I am still trying to figure out the significance of the name changes: how Lancelot was originalle named Galahad and then gave that name to his son; why both Arthur and Mordred (deadly rivals, father and son, King Stag and Young Stag) were originally named Gwydion. Could it mean symbolically the transformation of brother to lover, son to destroyer, the innocent to the sinner?

Was Mordred violent because he was an abandoned child?
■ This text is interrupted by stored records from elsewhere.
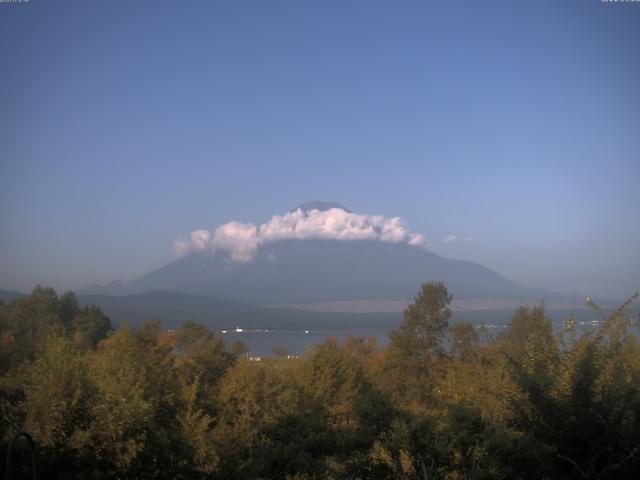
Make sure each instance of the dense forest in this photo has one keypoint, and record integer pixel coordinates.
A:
(440, 401)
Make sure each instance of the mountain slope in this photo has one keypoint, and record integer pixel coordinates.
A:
(311, 271)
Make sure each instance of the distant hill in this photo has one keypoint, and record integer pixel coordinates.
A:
(313, 271)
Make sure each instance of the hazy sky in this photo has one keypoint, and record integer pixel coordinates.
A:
(125, 125)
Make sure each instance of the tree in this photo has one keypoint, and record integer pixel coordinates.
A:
(58, 399)
(425, 322)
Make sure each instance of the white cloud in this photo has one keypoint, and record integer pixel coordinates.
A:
(242, 240)
(449, 238)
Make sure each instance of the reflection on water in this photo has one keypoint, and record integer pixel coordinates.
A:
(262, 342)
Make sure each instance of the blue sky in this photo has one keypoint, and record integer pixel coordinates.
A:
(124, 125)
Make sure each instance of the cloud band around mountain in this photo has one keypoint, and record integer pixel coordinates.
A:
(242, 240)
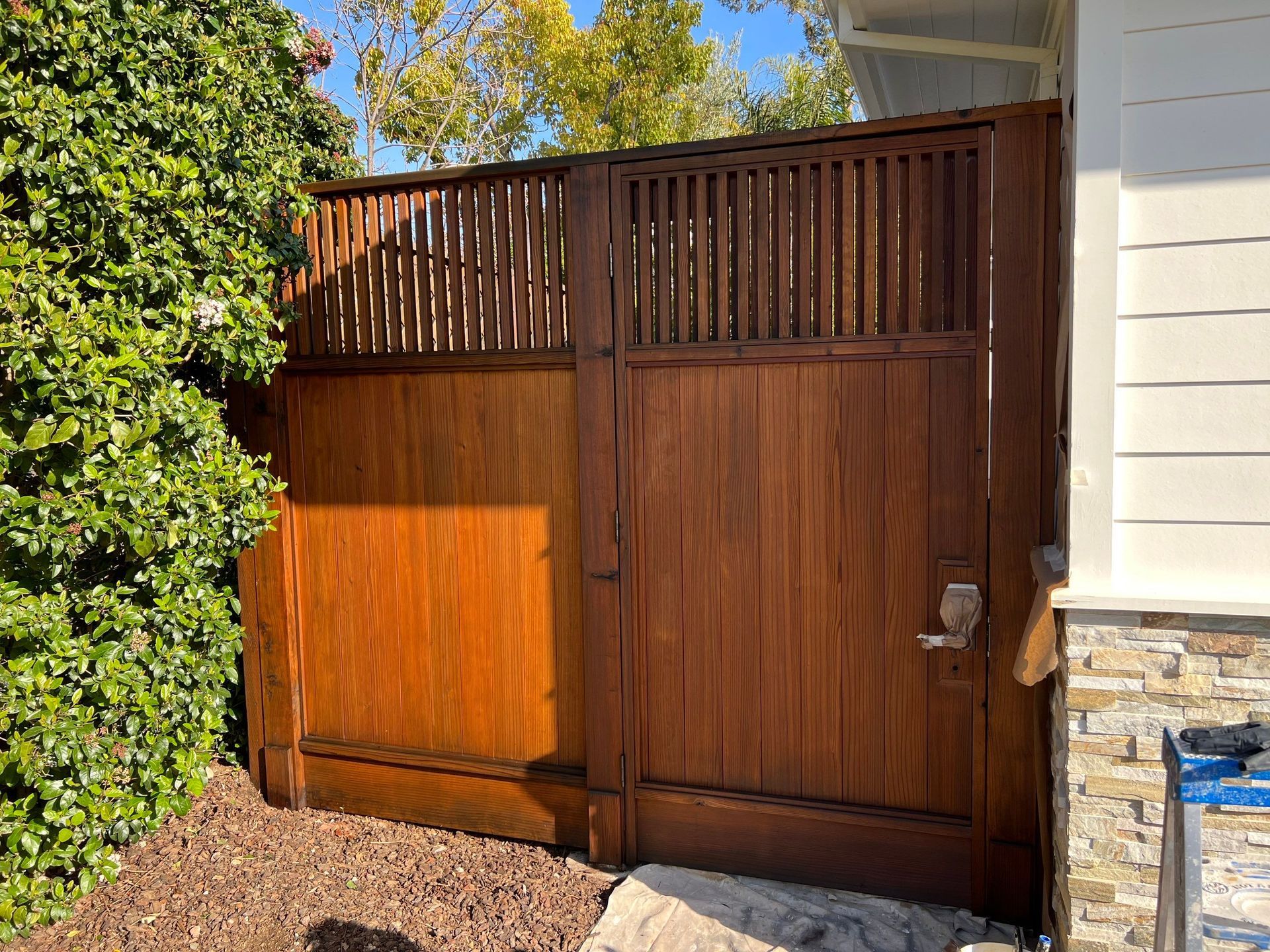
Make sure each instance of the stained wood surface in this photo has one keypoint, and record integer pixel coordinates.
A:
(629, 545)
(437, 557)
(810, 249)
(466, 266)
(786, 524)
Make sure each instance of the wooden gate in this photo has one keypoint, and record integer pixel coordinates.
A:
(621, 487)
(806, 354)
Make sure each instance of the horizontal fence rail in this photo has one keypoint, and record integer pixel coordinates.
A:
(785, 247)
(465, 267)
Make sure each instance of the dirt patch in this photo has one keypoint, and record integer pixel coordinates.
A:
(238, 875)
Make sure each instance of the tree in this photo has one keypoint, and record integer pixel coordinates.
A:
(812, 88)
(796, 93)
(150, 161)
(447, 80)
(622, 80)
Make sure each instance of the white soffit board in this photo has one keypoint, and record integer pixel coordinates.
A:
(894, 84)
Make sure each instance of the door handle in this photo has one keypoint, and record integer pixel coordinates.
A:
(960, 610)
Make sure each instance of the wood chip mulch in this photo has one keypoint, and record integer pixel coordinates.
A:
(238, 875)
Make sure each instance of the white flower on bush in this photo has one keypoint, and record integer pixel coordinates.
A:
(208, 314)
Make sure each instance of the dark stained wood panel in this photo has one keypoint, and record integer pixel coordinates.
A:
(439, 563)
(784, 536)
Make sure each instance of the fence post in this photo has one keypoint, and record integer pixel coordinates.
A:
(591, 307)
(271, 647)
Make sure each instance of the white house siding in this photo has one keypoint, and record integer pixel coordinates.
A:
(1191, 420)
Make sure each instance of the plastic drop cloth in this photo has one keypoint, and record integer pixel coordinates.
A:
(669, 909)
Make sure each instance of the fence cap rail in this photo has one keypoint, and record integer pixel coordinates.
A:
(563, 163)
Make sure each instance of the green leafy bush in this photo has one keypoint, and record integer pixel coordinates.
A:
(150, 153)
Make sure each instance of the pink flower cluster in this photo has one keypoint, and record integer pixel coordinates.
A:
(319, 55)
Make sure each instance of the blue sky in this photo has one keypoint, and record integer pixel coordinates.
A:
(765, 34)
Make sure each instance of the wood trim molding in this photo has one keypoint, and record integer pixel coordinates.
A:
(444, 762)
(435, 361)
(872, 346)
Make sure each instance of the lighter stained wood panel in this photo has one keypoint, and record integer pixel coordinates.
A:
(439, 561)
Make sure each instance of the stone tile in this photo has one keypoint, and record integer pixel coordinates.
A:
(1118, 660)
(1124, 789)
(1222, 622)
(1087, 699)
(1191, 684)
(1119, 723)
(1217, 643)
(1170, 621)
(1096, 619)
(1097, 890)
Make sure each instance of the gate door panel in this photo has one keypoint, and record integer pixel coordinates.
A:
(806, 422)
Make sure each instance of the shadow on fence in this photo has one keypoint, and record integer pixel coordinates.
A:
(342, 936)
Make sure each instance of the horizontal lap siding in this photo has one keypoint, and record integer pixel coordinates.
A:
(466, 267)
(439, 561)
(1193, 342)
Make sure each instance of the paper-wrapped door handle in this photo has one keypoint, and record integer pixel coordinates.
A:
(960, 610)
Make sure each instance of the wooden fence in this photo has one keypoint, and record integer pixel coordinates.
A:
(620, 487)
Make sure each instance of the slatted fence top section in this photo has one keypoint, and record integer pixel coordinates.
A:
(876, 237)
(472, 264)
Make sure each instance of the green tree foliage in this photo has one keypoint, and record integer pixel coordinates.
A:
(810, 88)
(625, 80)
(795, 93)
(150, 153)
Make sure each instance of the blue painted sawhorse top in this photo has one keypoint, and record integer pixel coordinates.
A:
(1232, 900)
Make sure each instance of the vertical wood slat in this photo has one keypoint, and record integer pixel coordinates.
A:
(800, 222)
(394, 309)
(441, 290)
(349, 291)
(781, 253)
(889, 272)
(662, 272)
(409, 299)
(470, 268)
(644, 260)
(939, 231)
(742, 255)
(916, 220)
(824, 212)
(331, 276)
(962, 223)
(683, 262)
(423, 270)
(455, 268)
(503, 235)
(488, 299)
(701, 257)
(375, 266)
(554, 272)
(722, 255)
(538, 263)
(763, 253)
(521, 276)
(869, 274)
(318, 288)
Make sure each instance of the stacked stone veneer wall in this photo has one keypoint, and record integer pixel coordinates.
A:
(1123, 678)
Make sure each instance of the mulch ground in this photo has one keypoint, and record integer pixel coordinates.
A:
(235, 873)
Why didn’t Morgause kill him in infancy as Lot wanted? While she was power-hungry, still she loved children, her own and fostered ones. Or was Mordred violent because of genes damaged through incest? The same old nature-nurture argument. Was Arthur good because he was a much-wanted child?

There are themes of young women married to old men: Igraine to Gorlois, Morgan to. The characters keep calling each other “cousin” and “kinswoman”; they were all related, like the royalty of Europe before World War I. Gwen finally returns to the convent of her childhood, safe between walls. She had been so afraid of the open sky, of committing a sin, of nature – so tense that she was unable to complete a pregnancy, though she conceived several times. Morgan, who slept with almost everybody, had no shame except for the initial incest with Arthur that in the end proved fatal to Camelot, produced only one child with great difficulty, and aborted the second when she was already too old. Since her live birth produced the moral monster Mordred, she could be compared to Rosemary in “Rosemary’s Baby”. Rosemary was the “Black Mass” reflection of Mary, mother of God rather than the Devil. Mary had to be a virgin, while Rosemary had to be a non-virgin. Morgan was a virgin before the Holy Marriage of Beltane, but not at Mordred’s birth.